John 7:9- 15 When he had said these words unto them, he abode still in Galilee. But when his brethren were gone up, then went he also up unto the feast, not openly, but as it were in secret. Then the Jews sought him at the feast, and said, Where is he? And there was much murmuring among the people concerning him: for some said, He is a good man: others said, No; but he deceive the people. Howbeit no man spoke openly of him for fear of the Jews. Now about the midst of the feast Jesus went up into the temple, and taught. And the Jews marvelled, saying, How know this man letters, having never learned?

After Jesus’ brothers spoke to Him to go to the feast, He stayed in Galilee for about four days and then went up in the middle of the feast. Any godly man who was seeking to save the lost instead of seeking worldly fame and popularity would want to stay away from the ever changeable mobs. The Rabbinical law required Him to be there the first day, for the performance of many of the rites; but as they were mostly human invention, He would not have thought them proper to attend.

The ‘Jews sought him’ – that is, the rulers of the Jews who were seeking to destroy Him. From the following verses it is clear that many were for Him, but would not openly take a stand for Him for fear of the rulers (vv. 12-13, 30-32, 40-53).

‘How know this man letters, having never learned?’ Most people could not read or write in Bible times, that’s why they gathered at the temple so that a priest could read from the scrolls. Jesus knew their Scriptures, traditions, history and future better than all others combined. (Luke 2:42-47). He had great knowledge and wisdom from God  and could read from a young age (Isa. 11:2; 42:1; 50:6; 61:1; Luke 2:40, 52; John 7:16; 8:28, 47; 12:49; 14:10, 24; 17:8).

Be Known Openly

John 7:1-8 After these things Jesus walked in Galilee: for he would not walk in Jewry, because the Jews sought to kill him. Now the Jews’ feast of tabernacles was at hand. His brethren therefore said unto him, Depart hence, and go into Judaea, that thy disciples also may see the works that thou does. For there is no man that does any thing in secret, and he himself seeks to be known openly. If thou do these things, show thyself to the world. For neither did his brethren believe in him. Then Jesus said unto them, My time is not yet come: but your time is alway ready. The world cannot hate you; but me it hates, because I testify of it, that the works thereof are evil. Go you up unto this feast: I go not up yet unto this feast; for my time is not yet full come. 

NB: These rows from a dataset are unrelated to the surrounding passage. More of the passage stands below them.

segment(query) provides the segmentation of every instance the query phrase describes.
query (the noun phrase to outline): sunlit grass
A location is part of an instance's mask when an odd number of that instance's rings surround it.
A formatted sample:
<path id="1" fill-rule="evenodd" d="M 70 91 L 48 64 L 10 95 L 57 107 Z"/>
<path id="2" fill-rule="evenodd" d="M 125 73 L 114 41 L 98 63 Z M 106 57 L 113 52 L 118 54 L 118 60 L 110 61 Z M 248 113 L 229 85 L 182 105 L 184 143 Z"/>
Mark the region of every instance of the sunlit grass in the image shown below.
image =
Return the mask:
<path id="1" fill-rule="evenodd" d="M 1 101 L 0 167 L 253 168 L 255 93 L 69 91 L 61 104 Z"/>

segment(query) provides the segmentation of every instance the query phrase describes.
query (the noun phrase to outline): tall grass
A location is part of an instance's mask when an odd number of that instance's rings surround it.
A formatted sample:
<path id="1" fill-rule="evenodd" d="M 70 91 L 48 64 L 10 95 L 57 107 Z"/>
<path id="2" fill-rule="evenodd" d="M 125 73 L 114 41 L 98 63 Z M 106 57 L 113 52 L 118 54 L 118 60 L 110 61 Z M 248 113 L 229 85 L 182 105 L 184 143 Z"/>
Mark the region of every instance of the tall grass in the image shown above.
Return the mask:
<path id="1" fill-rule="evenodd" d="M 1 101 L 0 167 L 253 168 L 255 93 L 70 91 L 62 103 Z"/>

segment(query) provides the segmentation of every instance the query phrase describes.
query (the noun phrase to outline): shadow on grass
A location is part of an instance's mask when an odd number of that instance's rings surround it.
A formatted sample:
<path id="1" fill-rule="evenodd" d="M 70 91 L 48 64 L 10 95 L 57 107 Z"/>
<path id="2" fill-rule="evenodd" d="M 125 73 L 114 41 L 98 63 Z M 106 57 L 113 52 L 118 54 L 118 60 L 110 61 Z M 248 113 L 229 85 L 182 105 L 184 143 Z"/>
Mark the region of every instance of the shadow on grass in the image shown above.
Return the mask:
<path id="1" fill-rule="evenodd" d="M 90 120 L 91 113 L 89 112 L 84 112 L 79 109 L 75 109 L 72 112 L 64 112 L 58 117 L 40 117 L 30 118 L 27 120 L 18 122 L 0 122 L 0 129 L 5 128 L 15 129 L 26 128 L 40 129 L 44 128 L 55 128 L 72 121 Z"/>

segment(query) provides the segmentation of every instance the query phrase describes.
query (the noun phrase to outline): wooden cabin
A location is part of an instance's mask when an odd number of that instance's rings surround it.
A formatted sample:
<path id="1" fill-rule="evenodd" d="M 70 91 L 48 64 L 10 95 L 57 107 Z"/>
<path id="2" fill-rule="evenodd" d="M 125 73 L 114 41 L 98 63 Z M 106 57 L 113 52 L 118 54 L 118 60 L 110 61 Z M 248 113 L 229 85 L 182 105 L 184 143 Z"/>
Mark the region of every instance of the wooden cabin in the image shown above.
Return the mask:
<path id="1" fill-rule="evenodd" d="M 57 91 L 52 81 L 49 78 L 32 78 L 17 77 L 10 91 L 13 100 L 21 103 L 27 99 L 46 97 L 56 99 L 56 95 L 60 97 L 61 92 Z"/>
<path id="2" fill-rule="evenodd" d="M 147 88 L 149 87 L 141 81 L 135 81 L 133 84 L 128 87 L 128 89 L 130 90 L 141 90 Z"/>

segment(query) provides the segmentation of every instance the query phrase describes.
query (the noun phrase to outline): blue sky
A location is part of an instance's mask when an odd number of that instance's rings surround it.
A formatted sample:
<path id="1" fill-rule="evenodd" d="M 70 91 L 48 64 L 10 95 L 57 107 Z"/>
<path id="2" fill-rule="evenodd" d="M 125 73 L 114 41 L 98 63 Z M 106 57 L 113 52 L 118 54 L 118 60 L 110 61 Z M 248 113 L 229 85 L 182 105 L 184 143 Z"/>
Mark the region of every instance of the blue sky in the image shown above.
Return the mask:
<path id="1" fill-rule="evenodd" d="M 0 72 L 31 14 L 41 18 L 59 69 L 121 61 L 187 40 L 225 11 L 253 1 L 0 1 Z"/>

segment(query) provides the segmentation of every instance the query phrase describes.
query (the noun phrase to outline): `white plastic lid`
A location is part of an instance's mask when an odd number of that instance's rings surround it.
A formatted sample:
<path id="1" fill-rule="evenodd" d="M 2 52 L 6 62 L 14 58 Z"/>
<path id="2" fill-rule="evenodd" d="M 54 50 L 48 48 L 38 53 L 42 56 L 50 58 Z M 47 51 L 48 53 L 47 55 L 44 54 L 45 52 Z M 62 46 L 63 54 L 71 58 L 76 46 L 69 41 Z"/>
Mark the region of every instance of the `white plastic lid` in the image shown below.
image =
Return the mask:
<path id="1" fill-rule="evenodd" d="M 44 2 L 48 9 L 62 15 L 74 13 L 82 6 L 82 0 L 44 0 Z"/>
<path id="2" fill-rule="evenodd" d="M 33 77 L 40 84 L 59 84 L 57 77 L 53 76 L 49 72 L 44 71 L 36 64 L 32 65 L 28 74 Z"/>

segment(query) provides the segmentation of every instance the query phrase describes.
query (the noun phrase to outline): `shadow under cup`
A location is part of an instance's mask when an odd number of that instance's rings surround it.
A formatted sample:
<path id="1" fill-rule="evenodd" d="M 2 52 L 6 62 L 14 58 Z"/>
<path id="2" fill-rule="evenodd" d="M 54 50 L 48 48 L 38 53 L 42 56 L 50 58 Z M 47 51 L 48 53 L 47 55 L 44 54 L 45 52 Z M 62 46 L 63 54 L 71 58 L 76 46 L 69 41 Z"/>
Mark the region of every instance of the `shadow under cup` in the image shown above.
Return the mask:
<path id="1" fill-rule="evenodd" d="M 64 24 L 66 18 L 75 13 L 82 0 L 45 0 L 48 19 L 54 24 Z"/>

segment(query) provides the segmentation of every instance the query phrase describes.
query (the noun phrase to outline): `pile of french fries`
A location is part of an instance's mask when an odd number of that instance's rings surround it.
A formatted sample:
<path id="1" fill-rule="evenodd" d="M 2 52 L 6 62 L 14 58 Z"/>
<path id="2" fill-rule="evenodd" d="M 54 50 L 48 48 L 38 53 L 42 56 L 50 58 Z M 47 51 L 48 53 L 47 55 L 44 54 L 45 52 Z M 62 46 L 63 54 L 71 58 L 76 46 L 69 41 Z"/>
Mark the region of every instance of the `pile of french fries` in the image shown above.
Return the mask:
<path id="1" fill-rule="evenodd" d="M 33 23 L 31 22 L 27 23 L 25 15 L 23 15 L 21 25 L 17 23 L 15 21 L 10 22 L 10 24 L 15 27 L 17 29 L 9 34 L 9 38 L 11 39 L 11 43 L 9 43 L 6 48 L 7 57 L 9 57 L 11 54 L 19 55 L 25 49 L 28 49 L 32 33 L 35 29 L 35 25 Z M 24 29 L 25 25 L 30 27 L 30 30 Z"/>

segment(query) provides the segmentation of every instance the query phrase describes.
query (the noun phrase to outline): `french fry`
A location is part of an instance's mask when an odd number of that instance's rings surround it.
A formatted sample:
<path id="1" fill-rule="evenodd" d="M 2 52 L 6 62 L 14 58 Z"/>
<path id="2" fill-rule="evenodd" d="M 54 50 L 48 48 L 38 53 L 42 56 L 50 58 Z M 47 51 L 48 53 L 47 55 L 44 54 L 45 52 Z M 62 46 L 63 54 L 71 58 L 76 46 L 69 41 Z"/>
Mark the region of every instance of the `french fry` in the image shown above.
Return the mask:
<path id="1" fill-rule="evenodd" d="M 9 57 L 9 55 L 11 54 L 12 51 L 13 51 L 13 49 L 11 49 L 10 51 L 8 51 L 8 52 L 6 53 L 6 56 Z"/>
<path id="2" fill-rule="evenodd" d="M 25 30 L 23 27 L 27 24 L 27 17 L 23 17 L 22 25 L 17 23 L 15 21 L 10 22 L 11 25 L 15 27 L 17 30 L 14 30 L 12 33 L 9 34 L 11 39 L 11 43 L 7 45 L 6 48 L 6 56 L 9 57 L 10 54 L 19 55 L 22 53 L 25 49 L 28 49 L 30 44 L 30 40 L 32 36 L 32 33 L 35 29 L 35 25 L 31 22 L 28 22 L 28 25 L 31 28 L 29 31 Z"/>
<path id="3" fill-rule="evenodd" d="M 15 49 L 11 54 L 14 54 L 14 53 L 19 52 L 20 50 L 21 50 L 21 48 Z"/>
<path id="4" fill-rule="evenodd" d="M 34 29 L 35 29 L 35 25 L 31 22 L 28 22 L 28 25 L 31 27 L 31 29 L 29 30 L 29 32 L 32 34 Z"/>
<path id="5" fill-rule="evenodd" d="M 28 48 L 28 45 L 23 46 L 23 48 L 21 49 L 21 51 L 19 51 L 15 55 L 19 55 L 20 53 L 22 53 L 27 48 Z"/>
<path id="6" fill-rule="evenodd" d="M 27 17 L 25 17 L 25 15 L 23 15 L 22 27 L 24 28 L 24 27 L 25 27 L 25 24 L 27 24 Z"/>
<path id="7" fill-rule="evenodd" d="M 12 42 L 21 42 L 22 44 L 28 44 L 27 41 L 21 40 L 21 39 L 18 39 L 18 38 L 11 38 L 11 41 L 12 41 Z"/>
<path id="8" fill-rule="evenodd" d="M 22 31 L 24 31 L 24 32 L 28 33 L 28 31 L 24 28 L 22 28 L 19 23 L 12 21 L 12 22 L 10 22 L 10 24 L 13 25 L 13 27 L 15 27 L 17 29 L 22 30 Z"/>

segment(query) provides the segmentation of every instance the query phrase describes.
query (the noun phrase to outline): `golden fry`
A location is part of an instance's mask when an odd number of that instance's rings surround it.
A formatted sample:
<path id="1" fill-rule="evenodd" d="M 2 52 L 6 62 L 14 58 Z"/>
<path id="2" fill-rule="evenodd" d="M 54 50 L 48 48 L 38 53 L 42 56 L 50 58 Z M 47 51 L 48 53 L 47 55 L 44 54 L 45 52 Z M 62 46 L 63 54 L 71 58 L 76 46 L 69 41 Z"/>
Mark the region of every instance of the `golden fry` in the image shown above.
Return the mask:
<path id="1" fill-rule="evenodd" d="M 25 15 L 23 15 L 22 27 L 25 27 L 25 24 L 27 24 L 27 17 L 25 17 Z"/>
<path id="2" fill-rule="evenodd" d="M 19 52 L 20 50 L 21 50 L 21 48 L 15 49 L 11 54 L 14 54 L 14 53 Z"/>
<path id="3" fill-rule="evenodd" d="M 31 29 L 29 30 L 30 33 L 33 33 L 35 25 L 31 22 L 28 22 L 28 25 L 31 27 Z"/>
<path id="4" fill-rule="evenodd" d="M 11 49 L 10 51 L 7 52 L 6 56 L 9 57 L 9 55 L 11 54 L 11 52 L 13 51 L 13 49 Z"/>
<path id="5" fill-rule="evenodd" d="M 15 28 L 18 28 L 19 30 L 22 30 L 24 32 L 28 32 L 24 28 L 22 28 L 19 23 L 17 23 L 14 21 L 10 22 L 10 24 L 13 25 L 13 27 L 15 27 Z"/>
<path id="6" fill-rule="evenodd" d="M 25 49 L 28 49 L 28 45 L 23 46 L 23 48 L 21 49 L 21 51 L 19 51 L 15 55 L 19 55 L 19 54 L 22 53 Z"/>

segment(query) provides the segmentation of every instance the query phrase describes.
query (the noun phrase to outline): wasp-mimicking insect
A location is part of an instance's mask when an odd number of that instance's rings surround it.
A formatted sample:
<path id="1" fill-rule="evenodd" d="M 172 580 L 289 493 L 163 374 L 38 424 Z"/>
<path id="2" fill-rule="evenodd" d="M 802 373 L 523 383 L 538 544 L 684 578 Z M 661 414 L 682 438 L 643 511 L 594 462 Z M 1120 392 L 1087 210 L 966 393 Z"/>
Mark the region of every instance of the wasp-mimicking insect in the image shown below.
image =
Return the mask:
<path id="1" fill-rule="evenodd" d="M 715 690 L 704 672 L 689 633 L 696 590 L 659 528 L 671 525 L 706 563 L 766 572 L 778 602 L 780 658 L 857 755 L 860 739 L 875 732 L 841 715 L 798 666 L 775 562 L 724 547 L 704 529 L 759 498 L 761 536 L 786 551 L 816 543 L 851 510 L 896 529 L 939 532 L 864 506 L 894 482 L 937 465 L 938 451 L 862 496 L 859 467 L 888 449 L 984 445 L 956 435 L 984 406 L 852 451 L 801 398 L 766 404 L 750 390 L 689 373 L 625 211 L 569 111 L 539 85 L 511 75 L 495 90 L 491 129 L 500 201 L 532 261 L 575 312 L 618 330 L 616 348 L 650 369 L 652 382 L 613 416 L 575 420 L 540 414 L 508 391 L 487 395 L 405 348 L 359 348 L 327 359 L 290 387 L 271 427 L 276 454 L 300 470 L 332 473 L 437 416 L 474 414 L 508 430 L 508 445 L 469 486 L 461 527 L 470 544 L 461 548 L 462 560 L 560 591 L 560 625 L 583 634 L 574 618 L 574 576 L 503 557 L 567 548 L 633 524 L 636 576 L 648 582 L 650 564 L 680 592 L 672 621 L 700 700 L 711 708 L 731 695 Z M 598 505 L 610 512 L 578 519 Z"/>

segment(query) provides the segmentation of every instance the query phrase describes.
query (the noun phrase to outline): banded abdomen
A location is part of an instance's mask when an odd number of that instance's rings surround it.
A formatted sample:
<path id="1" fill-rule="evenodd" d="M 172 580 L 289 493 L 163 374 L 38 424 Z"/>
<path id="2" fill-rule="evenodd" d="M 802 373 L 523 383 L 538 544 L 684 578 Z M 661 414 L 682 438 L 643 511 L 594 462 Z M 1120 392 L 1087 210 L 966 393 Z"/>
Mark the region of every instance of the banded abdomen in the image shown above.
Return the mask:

After the things that happened in chapter 6, Jesus stayed in Galilee, for He could not walk in Jewry – the land of the Jews – because they wanted to kill Him. The Jews’ feast of tabernacles was held on the 15th to 22nd of September (Lev. 23:34-44; Deut. 16:13-16; 2Chr. 8:13; Zec. 14:16-21). This feast was about 7 months before the crucifixion (15th of April).

Christ’s brethren told Him to do to the feast so that His disciples (followers) in Judea may see His miracles. They knew His miracles and no doubt accepted Him as a prophet, but not as the Messiah, for they had found Him declining the kingship (John 6:15) which was one of the Messiah’s chief offices. They could not believe that He would do this if He was really the Messiah.

Jesus Christ was no ordinary man. Another would have taken every opportunity of exhibiting himself before the public that he might become famous, but not so with Christ. Their appeal was to leave the country – the small villages and the ignorant people – and go to the city – the capital, among the learned people and rulers – to make Himself a name.

‘My time is not yet come’ He referred to the time of His sufferings and said to them (His brothers) that the world cannot hate them because they still have its interests at heart and they expected a worldly Messiah. But the world (the inhabitants) hated Christ because He condemned its injustice, pride, ambitions, way of life, and doctrines.

Jesus did not say that He was not going to the feast, but “I go not up yet.” It could have been that He wanted to go alone with His disciples, so as not to bring criticism from His enemies that He was exciting sedition; and also to prevent any popular commotion from a renewed effort to make Him king (John 6:15).